Balance

A few weeks ago during my meeting with Jess, she gave me a reflective exercise hshio do over the next two weeks. The exercise involved identifying and defining five qualities I valued from a list, then spending the next 10 days reflecting on how I embodied those values each day. The important part wasn’t to demonstrate each of those 5 values every day–it was to evaluate how I express them on a regular basis, and see if I could find patterns in that expression.

One of the values that I picked was balance. When I defined it, I wrote this: “Maintaining boundaries, and managing your needs versus the demands of your surroundings.” This principle has come into conflict a lot over the past week, so I’ve been spending a lot of time thinking about what it means to find balance in one’s life.

As I think about that question, I am reminded of the words of Devin, one of my fellow Marsh Associates. Last semester, he wrote a reflection entitled “I Opened My Ears.” I’d like to take a moment to echo an excerpt of his reflection here:

“I’ve realized when I’m constantly putting myself out in the world as a social creature, I’ve left little time for self-reflection. Putting my headphones on is my way of taking some time to be in my head. Today I didn’t. I forced myself to listen to each environment I was in, hear the conversations, and be present. I’m torn if this time of being present is beneficial for me and I should go without headphones more often or is ignoring the world needed sometimes.

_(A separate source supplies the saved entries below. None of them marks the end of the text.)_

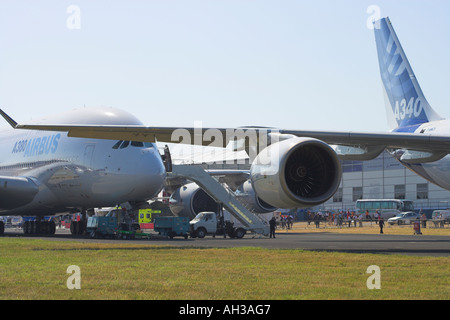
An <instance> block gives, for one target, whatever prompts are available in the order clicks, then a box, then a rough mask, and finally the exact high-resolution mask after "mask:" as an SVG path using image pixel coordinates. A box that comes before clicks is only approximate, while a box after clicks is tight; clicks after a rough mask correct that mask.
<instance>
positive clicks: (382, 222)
mask: <svg viewBox="0 0 450 320" xmlns="http://www.w3.org/2000/svg"><path fill="white" fill-rule="evenodd" d="M378 225H379V226H380V233H383V227H384V220H383V218H381V219H380V220H379V221H378Z"/></svg>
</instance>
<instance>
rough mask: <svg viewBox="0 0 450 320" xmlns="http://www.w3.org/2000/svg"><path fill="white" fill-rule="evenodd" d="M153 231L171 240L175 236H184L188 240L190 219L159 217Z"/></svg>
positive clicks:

I honestly turn to Jesus (no I am not comparing myself to Jesus) and think what would he do. I doubt he would ignore the world, history tells us something drastically different in fact. But what if Jesus was in introvert? I think he would still care, I think he would still sacrifice himself for us. I think it goes deeper than being social.

Working in ministry, even at entry-level, you put others first a majority of the time. You try to practice self-care, but you care so much it becomes secondary. How do you balance that? How can you justify being isolated from the world even for two minutes with your headphones on, when you don’t know who you just ignored. I think the biggest obstacle in leadership is how to maintain your own sanity. Jesus is an example that seems so impossible to us. To put others first constantly. Is that how we should live?” (“I Opened My Ears,” 11/3/2016).

These words speak powerfully to the role of being compassionate and caring to others in ministry, and it raises the challenge that comes with it. How do we justify being on our own when the world often asks so much of us? How do we balance self-care with compassion for others? As someone who values offering hospitality and care to people on a regular basis, this is a question I’ve faced a lot in the past.

During three conversations I had this past week, though, it felt especially pressing and relevant.  During two of them, I spent most of the time listening and offering possibilities of how to move forward. In the other one, I mostly ended up expressing things to someone I deeply care about. Although I’m glad that every one of those conversations happened, they’ve left a weight on my consciousness that’s difficult to process. Right now, as much as I care about all three individuals, I need some time to be alone and recharge.

When I read Devin’s reflection and heard his earnest question last semester, I was reminded of the 40 days Jesus spent in the wilderness on his own. Even though he spent so much of his life tending to others, he also took time on his own as well. I think sometimes taking that time can be healthy, even if there are demands from people other people.

Right now, I feel like I’m about to withdraw into myself and spend some time recovering. With the sudden snowfall and day off from school today, I think I have some time to do that. That process of wavering back and forth–from being with people and supporting others to being on my own and supporting myself–that is how I find balance in life at the moment. The swinging of a pendulum back and forth, between focusing on my own internal world and the external world around me, is how I find peace. And somehow, even though that pendulum is currently swinging from one end to another, I am able to be still.